Ce dernier article marque la fin de cette série d’articles dédiées à la présentation d’une stratégie volontariste d’industrialisation accélérée du Gabon. La mise en œuvre de cette importante stratégie étatique passe inévitablement par la mise en place d’un environnement conductif pouvant assurer un fonctionnement harmonieux et efficace de tout ce système. Pour construire cet environnement, le Gabon devra mettre en place 4 cadres fondamentaux : Un cadre Institutionnel (1), un cadre Juridique et Fiscal (2), un cadre financier (3) et un cadre Concurrentiel particulier (4).

Au niveau du cadre institutionnel. En considérant l’envergure et l’impact d’un tel programme sur toute l’étendue du territoire, il est fondamental qu’en plus du pouvoir exécutif, le pouvoir législatif soit totalement impliqué. Le pouvoir exécutif aura pour mission de créer et de mettre en place une Agence Publique Nationale pour l’Industrialisation du Gabon (APNIG).  Cette dernière, en plus d’avoir une autonomie de gestion, sera dotée des moyens financiers, techniques et humains nécessaires à l’accomplissement de ses missions. Sa mission essentielle sera l’opérationnalisation de cette stratégie d’industrialisation accélérée du Gabon.
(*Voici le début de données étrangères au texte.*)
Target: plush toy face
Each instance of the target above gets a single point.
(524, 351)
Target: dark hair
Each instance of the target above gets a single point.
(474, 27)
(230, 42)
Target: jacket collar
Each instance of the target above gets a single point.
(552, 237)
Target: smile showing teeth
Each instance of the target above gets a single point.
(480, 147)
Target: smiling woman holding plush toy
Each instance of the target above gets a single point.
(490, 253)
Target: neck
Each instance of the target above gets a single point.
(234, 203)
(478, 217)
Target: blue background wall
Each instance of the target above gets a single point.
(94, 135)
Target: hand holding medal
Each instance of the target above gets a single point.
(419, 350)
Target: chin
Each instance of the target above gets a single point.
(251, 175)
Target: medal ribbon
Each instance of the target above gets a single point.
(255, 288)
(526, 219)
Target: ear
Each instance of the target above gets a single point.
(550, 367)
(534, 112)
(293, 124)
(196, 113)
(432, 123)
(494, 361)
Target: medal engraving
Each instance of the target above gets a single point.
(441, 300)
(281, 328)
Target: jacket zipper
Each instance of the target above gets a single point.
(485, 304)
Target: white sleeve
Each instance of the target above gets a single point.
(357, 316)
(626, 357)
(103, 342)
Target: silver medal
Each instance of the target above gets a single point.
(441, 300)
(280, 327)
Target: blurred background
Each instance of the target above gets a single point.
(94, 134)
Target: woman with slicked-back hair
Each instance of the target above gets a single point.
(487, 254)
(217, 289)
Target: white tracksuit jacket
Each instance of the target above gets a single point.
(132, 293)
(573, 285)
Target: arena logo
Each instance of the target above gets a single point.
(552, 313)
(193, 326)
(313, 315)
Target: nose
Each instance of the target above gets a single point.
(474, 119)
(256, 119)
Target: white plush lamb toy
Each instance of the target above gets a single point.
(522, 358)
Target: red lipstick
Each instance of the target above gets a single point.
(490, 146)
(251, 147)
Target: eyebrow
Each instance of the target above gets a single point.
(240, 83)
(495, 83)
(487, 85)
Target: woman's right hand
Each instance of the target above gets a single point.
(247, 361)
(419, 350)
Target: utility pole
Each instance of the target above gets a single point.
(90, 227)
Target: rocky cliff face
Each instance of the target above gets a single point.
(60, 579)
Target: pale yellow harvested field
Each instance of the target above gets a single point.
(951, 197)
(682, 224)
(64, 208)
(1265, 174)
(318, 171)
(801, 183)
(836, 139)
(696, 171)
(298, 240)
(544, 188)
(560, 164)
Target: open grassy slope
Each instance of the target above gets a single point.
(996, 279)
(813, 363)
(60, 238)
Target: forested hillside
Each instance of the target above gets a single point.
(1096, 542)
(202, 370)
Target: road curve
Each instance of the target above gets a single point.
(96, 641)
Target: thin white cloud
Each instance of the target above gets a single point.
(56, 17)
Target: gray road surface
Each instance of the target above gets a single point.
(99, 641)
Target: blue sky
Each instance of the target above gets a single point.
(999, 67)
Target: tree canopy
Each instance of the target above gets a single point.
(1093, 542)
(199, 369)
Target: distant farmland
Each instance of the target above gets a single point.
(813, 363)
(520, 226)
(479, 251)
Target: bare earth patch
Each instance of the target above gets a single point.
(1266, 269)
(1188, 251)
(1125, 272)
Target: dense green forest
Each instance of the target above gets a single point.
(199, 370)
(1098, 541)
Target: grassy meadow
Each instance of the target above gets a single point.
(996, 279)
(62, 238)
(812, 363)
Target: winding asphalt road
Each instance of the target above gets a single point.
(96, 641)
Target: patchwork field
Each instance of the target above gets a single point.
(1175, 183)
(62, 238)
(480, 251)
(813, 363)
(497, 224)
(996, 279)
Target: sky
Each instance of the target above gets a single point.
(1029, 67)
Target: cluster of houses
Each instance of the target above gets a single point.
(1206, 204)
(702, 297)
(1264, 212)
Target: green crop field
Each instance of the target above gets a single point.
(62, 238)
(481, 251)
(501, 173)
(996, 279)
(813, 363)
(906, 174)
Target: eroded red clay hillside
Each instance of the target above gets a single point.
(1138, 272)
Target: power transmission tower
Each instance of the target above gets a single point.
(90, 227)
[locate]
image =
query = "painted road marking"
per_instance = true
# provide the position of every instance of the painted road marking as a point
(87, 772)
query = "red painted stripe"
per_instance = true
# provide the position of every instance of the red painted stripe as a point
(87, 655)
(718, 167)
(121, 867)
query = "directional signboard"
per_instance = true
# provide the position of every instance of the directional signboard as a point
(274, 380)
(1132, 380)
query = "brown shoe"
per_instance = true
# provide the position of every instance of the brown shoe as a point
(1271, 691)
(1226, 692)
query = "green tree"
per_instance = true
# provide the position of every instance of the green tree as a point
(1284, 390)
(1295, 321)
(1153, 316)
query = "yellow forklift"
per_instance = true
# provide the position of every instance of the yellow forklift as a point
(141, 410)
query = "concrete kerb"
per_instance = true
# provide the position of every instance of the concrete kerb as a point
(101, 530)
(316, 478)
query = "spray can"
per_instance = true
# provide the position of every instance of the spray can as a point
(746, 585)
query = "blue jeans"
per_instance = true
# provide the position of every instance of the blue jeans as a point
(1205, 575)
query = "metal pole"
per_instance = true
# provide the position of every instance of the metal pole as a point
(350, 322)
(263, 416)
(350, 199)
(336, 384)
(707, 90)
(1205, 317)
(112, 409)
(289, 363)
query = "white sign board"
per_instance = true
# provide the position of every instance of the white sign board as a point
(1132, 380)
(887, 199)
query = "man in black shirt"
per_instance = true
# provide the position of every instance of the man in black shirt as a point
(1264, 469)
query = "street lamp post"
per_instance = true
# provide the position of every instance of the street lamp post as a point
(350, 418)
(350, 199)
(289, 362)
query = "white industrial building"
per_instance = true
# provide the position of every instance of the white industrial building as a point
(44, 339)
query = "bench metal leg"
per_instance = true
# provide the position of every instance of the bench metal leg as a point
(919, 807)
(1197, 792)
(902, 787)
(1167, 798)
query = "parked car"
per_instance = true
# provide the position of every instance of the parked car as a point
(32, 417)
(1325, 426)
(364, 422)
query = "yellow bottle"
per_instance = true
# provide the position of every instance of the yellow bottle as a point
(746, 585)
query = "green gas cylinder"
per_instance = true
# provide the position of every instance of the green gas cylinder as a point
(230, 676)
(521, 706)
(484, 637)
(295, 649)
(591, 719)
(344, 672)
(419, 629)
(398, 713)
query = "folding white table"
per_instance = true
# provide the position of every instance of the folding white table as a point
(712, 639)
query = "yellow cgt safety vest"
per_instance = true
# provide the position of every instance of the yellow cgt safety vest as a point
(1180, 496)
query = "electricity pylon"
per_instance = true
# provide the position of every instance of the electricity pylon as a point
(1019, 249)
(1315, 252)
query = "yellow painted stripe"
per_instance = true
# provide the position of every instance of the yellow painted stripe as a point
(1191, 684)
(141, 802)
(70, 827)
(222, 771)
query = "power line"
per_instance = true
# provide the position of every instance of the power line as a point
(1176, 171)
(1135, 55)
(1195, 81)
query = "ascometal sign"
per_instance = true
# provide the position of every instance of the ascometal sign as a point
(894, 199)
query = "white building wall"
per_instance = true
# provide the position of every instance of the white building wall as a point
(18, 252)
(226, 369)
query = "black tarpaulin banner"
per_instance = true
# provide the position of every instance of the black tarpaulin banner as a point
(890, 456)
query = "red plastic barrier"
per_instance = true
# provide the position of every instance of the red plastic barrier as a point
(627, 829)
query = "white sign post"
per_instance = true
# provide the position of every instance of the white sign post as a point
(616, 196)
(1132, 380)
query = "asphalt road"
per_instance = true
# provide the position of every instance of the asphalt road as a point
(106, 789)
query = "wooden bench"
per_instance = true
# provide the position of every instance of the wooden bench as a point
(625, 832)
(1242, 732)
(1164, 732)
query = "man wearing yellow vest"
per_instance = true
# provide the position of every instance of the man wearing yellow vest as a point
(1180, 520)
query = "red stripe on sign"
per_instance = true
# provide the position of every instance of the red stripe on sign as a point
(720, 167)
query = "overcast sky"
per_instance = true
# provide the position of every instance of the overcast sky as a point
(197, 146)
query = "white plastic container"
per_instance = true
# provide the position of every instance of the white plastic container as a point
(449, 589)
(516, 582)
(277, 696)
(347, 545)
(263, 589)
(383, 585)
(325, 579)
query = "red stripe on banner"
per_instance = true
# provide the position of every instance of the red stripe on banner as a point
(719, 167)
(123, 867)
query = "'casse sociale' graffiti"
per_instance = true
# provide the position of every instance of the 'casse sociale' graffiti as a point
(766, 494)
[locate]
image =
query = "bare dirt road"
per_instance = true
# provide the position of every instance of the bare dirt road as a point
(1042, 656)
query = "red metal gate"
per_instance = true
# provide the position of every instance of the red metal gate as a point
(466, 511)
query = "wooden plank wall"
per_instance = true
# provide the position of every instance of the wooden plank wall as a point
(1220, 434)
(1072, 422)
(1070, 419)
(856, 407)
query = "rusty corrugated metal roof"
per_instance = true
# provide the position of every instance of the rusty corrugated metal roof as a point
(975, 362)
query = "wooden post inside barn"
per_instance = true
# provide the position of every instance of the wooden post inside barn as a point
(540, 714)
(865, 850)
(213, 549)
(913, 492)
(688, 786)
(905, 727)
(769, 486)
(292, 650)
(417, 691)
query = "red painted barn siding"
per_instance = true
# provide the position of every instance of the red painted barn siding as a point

Elle conduira les travaux de détermination des secteurs d’industrialisation stratégiques ; Elle veillera à la création et à l’opérationnalisation des CNS (Champions Nationaux Sectoriels) ; Elle assurera la mise en place de l’écosystème des PME/PMI qui évolueront autour des CNS. Elle gèrera un Fonds d’Investissement dédié au développement industriel du Gabon (FIDIG). Le pouvoir législatif, quant à lui, devra mettre en place une Commission parlementaire dédiée au suivi de cet important programme. Cette commission aura pour mission de veuillez au recrutement des Directeurs Généraux des CNS ; d’évaluer les performances de l’APNIG dans le cadre de la mise en œuvre du Programme d’Industrialisation Accélérée ; de valider et de défendre les budgets d’investissement et de fonctionnement de l’APNIG et enfin d’auditer le FIDIG et le consolider.

Au niveau du cadre Juridique et Fiscal : l’Etat devra s’assurer de l’installation d’un cadre juridique spécial à ce système. L’Etat devrait réellement innover en créant des « « Zones Economiques Spéciales virtuelles ». C’est-à-dire que l’Etat pourrait considérer que, même si les entreprises gravitant autour des CNS ne sont pas nécessairement dans le même espace géographique que l’entreprise étatique, elles font quand même partie d’un même espace économique virtuel. De cette manière ces entreprises pourraient donc bénéficier des mêmes privilèges que les entreprises et les opérateurs économiques de la zone de Nkok et de la Baies des Rois.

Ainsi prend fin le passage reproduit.